Intérim : obligation de formation à la sécurité pesant sur l’entreprise utilisatrice

Dans une décision du 25 avril 2017, la Chambre criminelle de la Cour de cassation rappelle que l’entreprise utilisatrice est redevable vis à vis du salarié temporaire qu’elle affecte à un poste de travail présentant des risques particuliers pour sa santé ou sa sécurité d’une obligation de formation renforcée à la sécurité.

Rédigé par . Publié le 17 mai 2017. Mis à jour le 11 mars 2019.

Le non-respect des prescriptions de l’article L4142-2 du Code du travail, imposant de faire bénéficier les salariés temporaires, affectés à des postes de travail présentant des risques particuliers pour leur santé ou leur sécurité, d’une formation renforcée à cette sécurité, constitue la violation d’une obligation particulière de prudence ou de sécurité imposée par la loi, au sens de l’article 222-20 du Code pénal.

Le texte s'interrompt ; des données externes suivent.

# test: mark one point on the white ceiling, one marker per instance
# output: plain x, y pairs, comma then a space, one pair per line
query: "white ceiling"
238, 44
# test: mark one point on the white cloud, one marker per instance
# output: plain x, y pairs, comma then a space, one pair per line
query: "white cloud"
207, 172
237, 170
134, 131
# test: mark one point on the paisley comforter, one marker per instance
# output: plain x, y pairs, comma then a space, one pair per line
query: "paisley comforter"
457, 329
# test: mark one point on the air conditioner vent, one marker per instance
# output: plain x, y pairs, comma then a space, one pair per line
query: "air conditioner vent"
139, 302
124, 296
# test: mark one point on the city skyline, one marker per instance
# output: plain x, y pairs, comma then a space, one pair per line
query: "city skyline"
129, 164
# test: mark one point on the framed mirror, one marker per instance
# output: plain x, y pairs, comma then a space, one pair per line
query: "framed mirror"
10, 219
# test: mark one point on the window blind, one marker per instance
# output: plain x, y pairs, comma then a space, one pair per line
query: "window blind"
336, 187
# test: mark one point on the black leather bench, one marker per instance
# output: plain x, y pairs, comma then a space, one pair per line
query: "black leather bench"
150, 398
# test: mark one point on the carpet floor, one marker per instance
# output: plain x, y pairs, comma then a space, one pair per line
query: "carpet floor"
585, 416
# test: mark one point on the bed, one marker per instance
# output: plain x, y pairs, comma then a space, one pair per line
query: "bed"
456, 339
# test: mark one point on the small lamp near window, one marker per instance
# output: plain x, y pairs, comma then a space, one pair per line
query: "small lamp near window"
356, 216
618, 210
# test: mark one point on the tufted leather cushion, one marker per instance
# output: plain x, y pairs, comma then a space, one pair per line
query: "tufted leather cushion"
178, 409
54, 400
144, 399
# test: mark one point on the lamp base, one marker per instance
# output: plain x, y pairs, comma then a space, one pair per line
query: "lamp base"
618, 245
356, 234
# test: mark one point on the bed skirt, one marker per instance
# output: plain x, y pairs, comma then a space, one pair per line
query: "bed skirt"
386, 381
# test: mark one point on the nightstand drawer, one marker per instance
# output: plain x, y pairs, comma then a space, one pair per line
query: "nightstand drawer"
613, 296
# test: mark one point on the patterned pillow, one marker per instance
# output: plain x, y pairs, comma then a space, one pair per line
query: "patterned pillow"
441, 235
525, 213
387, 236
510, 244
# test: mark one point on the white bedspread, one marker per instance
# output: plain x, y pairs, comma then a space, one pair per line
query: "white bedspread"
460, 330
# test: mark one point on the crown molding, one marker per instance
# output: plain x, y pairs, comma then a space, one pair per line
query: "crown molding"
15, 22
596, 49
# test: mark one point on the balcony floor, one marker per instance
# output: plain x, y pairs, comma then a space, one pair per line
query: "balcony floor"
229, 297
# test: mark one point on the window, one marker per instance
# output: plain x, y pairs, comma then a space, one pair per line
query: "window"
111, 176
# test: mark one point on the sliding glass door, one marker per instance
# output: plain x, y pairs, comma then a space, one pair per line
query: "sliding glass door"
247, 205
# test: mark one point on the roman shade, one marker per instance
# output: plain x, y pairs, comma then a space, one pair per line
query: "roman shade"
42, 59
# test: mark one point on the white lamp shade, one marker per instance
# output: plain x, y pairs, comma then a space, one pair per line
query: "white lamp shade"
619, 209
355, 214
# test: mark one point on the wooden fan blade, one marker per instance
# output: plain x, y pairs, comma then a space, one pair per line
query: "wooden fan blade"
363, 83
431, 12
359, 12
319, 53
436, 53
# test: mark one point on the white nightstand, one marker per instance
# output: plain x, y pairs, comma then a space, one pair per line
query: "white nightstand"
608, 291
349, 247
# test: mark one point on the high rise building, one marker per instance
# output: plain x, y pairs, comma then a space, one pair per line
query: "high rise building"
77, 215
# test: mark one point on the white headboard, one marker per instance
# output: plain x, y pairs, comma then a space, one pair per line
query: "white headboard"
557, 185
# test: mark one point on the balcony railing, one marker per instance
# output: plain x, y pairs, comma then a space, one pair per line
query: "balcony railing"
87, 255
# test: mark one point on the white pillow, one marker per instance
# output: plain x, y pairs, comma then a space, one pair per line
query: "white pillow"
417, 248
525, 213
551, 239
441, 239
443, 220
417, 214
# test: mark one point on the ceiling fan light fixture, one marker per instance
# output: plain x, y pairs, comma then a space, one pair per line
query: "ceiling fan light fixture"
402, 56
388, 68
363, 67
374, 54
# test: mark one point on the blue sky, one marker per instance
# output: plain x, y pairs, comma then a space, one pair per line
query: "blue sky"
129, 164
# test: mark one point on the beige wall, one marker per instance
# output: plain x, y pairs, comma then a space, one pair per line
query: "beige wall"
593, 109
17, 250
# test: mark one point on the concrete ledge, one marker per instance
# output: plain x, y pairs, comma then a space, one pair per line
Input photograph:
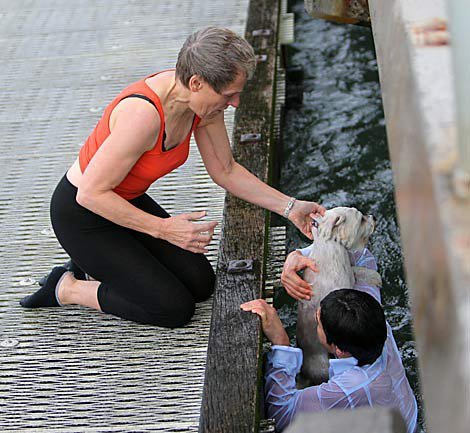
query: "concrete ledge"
361, 420
418, 95
342, 11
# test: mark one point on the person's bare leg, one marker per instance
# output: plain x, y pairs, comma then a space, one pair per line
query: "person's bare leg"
78, 292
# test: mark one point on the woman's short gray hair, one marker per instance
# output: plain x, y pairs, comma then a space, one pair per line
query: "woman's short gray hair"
217, 55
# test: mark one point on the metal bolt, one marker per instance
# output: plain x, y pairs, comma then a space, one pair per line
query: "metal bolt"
27, 282
250, 137
8, 343
235, 266
261, 32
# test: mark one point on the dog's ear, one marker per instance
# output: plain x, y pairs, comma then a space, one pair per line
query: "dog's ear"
328, 225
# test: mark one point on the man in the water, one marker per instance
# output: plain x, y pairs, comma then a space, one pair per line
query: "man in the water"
366, 369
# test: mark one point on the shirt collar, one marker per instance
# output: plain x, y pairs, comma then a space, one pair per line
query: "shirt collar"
340, 365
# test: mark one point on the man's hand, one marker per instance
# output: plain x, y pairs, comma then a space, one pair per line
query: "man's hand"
294, 285
272, 325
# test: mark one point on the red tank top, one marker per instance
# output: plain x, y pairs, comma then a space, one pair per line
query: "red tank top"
154, 163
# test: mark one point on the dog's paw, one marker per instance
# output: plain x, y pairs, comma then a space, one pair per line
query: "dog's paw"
367, 276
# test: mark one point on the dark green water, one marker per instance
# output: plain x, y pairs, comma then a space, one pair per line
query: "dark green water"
335, 152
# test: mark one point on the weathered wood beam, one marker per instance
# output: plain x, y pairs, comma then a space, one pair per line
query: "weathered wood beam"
230, 401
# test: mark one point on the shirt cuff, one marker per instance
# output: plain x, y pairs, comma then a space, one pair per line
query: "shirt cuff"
305, 251
286, 357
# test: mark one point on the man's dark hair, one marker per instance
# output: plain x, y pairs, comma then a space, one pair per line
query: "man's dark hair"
355, 322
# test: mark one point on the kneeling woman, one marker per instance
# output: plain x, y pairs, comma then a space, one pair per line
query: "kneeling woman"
148, 266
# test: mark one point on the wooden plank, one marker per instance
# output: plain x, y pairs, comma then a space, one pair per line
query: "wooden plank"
231, 395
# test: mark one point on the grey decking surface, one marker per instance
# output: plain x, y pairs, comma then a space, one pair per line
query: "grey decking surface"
75, 370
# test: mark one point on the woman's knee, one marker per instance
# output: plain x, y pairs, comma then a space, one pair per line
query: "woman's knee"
173, 314
200, 279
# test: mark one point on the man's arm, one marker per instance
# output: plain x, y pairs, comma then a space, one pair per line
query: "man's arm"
283, 399
367, 278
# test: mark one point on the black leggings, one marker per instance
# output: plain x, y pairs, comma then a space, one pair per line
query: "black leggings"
143, 279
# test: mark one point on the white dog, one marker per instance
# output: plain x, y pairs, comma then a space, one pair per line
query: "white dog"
342, 229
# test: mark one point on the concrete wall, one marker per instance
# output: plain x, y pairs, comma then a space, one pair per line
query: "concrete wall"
414, 56
414, 59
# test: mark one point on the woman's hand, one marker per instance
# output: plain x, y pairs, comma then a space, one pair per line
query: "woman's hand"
302, 213
294, 285
272, 325
181, 231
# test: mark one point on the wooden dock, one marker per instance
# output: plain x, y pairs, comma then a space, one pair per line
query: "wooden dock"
72, 369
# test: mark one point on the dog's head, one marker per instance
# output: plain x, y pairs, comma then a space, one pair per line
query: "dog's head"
345, 225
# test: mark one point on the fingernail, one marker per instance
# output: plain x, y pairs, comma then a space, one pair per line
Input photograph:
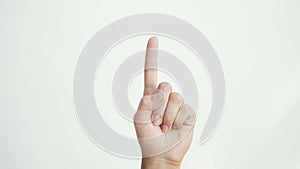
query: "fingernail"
156, 120
156, 97
165, 127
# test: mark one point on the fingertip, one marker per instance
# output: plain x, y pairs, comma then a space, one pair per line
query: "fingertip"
152, 42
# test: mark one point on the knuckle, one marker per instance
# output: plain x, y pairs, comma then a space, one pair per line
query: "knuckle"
149, 90
176, 97
165, 86
145, 102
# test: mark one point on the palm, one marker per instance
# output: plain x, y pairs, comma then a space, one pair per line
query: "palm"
164, 124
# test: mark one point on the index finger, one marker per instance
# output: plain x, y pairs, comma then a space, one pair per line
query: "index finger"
150, 70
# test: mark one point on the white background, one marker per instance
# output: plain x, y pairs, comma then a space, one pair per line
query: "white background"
257, 43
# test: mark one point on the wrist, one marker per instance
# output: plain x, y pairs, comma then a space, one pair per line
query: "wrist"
159, 163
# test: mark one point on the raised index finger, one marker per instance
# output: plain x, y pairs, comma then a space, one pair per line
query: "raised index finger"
150, 70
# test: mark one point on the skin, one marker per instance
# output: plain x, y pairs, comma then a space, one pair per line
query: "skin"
164, 123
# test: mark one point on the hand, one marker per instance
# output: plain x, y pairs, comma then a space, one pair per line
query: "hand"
163, 122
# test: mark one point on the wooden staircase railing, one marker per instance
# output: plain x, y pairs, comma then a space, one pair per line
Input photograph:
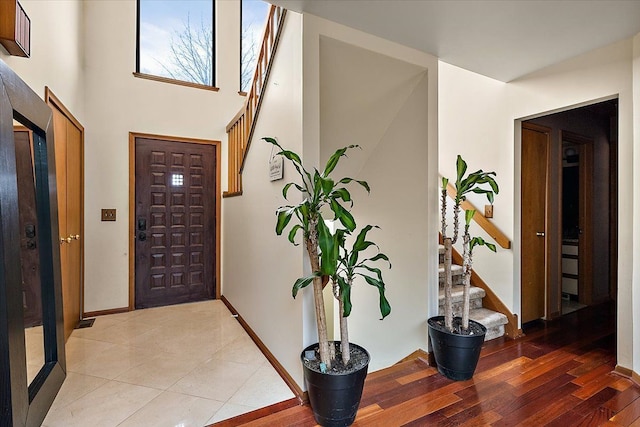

Tel est le principe posé par la Chambre criminelle dans la décision du 25 avril 2017.

L’article 222-20 du Code pénal prévoit en effet que constitue un délit le fait de causer à autrui, par la violation manifestement délibérée d’une obligation particulière de prudence ou de sécurité imposée par la loi ou le règlement, une incapacité totale de travail d’une durée inférieure ou égale à trois mois.

Or, selon la société utilisatrice, aucune disposition du Code du travail ne prescrit de dispositions spéciales en matière de santé et de sécurité au travail susceptibles de lui être reprochées. Les articles L4121-1, L4121-2, L4141-2 et L4154-2 du Code du travail « ne contiennent aucune obligation particulière de prudence ou de sécurité, mais uniquement des grands principes de formation ».

Pour rappel, l’article L4154-2 du Code du travail prévoit que les salariés temporaires affectés à des postes de travail présentant des risques particuliers pour leur santé ou leur sécurité bénéficient d’une formation renforcée à la sécurité ainsi que d’un accueil et d’une information adaptés dans l’entreprise dans laquelle ils sont employés.

La Cour de cassation réfute donc cette interprétation et approuve les juges du fond d’avoir décidé que le caractère manifestement délibéré de la violation, par la société utilisatrice de son obligation spéciale de formation résulte de ce que la jeune victime a été postée sur une machine dangereuse pendant plusieurs heures, alors qu’elle était dépourvue de toute qualification et avait d’ailleurs été embauchée en qualité de simple manutentionnaire. Par ailleurs, les juges avaient relevé, d’une manière générale, qu’aucune procédure n’était prévue pour former les salariés intérimaires dans l’entreprise, par souci de rentabilité.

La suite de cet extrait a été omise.